Rencana pemberlakuan Kartu Identitas Kendaraan (KIK) kembali menuai kritik. Kali ini, mahasiswa yang tergabung dalam Badan Eksekutif Mahasiswa (BEM) se-UGM mengadakan aksi menolak pemberlakuan kebijakan yang minim sosialisasi ini, Senin (14/6). Dalam orasinya, BEM se-UGM menganggap bahwa kebijakan ini hanya semakin membuat UGM semakin ekslusif dan jauh dari masyarakat.“Dengan adanya KIK, akses masyarakat untuk masuk UGM akan terhambat,” ungkap Aza El Munadiyan.
Menurut Aza, akses semakin terbatas karena masyarakat luar yang ingin parkir di UGM harus membayar Rp 1000 untuk sepeda motor dan Rp 2000 untuk mobil.Sebelumnya, kebijakan ini memicu kontroversi ketika beberapa media massa memberitakan mengenai parkir berbayar di UGM.

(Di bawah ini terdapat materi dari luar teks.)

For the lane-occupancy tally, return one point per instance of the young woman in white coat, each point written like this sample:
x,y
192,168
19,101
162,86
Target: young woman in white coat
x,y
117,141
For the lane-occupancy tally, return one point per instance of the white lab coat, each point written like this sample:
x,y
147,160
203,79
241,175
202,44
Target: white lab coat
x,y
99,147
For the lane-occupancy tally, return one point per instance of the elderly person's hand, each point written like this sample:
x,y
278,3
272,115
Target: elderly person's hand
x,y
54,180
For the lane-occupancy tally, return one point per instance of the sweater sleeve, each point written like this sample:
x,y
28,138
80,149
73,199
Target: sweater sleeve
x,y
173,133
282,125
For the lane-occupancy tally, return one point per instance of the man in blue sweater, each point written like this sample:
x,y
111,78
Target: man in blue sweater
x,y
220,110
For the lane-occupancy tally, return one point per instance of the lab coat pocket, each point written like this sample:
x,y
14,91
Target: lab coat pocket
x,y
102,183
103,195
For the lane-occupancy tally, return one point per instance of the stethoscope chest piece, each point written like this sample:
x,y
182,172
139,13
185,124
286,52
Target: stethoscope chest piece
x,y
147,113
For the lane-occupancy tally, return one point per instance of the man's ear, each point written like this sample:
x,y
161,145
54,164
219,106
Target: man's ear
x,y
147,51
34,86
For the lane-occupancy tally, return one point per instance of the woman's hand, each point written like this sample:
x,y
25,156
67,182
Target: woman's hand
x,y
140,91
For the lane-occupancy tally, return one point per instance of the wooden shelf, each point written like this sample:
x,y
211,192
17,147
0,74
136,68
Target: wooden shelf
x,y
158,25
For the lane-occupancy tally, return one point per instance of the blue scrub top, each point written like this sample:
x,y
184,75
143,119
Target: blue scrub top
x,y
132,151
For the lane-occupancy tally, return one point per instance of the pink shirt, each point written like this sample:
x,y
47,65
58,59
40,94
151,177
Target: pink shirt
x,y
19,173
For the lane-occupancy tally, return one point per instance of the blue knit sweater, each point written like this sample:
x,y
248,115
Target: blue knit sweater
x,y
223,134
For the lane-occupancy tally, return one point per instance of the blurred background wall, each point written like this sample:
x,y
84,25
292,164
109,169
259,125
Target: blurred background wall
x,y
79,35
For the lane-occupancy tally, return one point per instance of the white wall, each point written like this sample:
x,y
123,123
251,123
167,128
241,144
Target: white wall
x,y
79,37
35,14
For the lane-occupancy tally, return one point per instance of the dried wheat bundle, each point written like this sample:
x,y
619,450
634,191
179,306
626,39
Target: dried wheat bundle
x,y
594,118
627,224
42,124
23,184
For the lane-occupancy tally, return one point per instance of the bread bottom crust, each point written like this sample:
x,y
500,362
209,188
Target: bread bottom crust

Aksi demonstrasi ini sempat memunculkan ketegangan ketika Satuan Keamanan dan Keselamatan Kampus (SKKK) menghalang-halangi mahasiswa yang ingin masuk ke Gedung Pusat. Namun, belum sempat terjadi bentrokan, pihak rektorat kemudian mengizinkan kepada para mahasiswa untuk masuk ke Gedung Pusat. Diwakili oleh Direktur Pengelolaan dan Pemeliharaan Aset, Dr.Ing Singgih Hawibowo, pihak rektorat dan mahasiswa melakukan dialog selama 30 menit.
Pihak rektorat sendiri membantah jika KIK ini menjadi bentuk dari adanya komersialisasi kampus. Seperti disebutkan Singgih, kebijakan ini justru diperlakukan untuk mengurangi tindak kejahatan yang dilakukan di dalam kampus. Selain itu juga untuk mengendalikan jumlah kendaraan di UGM yang setiap tahun semakin bertambah banyak. Namun, tidak hanya bagi masyarakat umum, mahasiswa pun diharuskan membayar untuk mendapatkan KIK. “Bagi mahasiswa angkatan setelah 2009/2010, pembuatan KIK akan dikenakan disinsentif tahunan sebesar Rp200.000 per tahun untuk mobil dan Rp50.000 per tahun untuk motor (jika memiliki lebih dari 1 motor),” tegas Singgih. [Wisnu]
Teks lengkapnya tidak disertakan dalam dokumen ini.